Review

  • Warning: Spoilers
    Here is a funny, good-natured parody of classic westerns, starring James Garner in the role he was born to play - the reluctant hero, tackling crises with his wits, not his fists. You don't have to be familiar with western clichés to enjoy this film, but those who are in on the jokes will find it especially rewarding. Of course, Mel Brooks' similar 'Blazing Saddles' is better remembered today, but I feel that 'Support Your Local Sheriff!' is the more successful film. It achieves its results through the writers' ingenuity and the actors' flawless timing and delivery, as opposed to the riotous, hit-or-miss gags of Brooks' film.

    Garner plays a drifter who is gradually making his way to Australia, for no discernable reason. He arrives in an unruly western town that's been through three sheriffs in the past two months and is now in desperate need of another. The town council is not choosy, and he is hired almost sight unseen. Then he sees the jail - real nice, but no bars for the cells. He picks the most incompetent man in earshot (Jack Elam) for his deputy, and sets about cleaning up the town. Garner is adept at all the usual gun tricks and is in fact an expert marksman, but he prefers to talk his way out of tight situations, always getting the better of his intellectually-challenged opponents.

    The real trouble begins when he arrests a whiny ruffian (Bruce Dern) for murder, and books him in one of the cells without bars. In the true western fashion, his crotchety pop (Walter Brennan) and all his brothers ride into town to engineer a jailbreak. What happens next would be criminal to reveal here, except to say that it consists of one comic gem after another.

    Each line is written and delivered to perfection by a cast that seems to have been formed from a convention of old character actors. Brennan is hilarious sending up his Old Man Clanton role from "My Darling Clementine." His very presence in any western gives it a feel of authenticity, but here he proves to be a good sport in spoofing one of his definitive parts. Elam, Dern, and Harry Morgan contribute priceless support, and Joan Hackett is effective as Garner's most unorthodox love interest.

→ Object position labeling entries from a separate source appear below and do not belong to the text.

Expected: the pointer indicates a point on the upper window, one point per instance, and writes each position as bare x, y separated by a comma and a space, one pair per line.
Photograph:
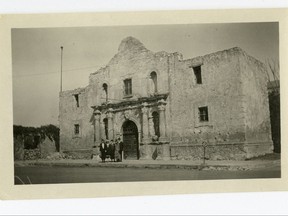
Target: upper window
197, 72
155, 116
76, 96
153, 78
128, 87
203, 114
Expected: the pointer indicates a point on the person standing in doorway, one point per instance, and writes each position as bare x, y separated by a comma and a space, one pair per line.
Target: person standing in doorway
117, 151
112, 150
103, 150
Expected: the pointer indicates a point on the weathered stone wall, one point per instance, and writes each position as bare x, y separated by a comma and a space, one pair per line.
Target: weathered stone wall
70, 115
256, 106
220, 91
232, 88
133, 61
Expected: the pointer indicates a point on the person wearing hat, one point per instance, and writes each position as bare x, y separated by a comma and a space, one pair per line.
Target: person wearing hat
111, 150
103, 150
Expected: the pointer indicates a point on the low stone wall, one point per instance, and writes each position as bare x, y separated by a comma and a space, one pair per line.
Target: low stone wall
78, 154
32, 154
212, 152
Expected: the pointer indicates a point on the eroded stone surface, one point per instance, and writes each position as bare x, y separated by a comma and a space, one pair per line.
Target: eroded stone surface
233, 88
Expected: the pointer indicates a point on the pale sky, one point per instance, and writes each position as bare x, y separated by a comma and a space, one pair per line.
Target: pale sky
36, 56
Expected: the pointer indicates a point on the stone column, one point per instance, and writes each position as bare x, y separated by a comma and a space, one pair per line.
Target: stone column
151, 125
110, 123
102, 127
145, 126
163, 136
97, 132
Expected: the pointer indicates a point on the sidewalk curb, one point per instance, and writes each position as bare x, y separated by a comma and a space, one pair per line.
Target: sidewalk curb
150, 166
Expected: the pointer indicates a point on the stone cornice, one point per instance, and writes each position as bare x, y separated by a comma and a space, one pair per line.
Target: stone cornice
131, 104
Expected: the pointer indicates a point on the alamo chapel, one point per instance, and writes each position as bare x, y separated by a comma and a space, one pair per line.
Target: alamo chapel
165, 107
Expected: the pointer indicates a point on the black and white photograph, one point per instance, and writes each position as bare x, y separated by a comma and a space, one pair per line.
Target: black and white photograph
138, 103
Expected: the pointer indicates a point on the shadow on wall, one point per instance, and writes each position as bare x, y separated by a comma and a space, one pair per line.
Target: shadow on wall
274, 106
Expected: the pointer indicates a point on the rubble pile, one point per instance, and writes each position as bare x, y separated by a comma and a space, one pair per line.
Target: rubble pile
32, 154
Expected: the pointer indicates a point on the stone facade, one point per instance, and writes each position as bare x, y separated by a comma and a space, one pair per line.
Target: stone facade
164, 107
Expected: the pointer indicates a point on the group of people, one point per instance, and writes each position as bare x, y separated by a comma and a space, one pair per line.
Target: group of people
113, 148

All this would be for naught, however, without Garner in the central role. It calls for a very specific type of actor: quick-witted, sarcastic, astute, overly accommodating, and not especially tough. This is a tailor-made role for Garner, and he fills it in such a way that any other casting would be inconceivable. Thanks to him, the other performers, and the droll, clever screenplay, the film hits all the right notes for a pleasant and genial western comedy.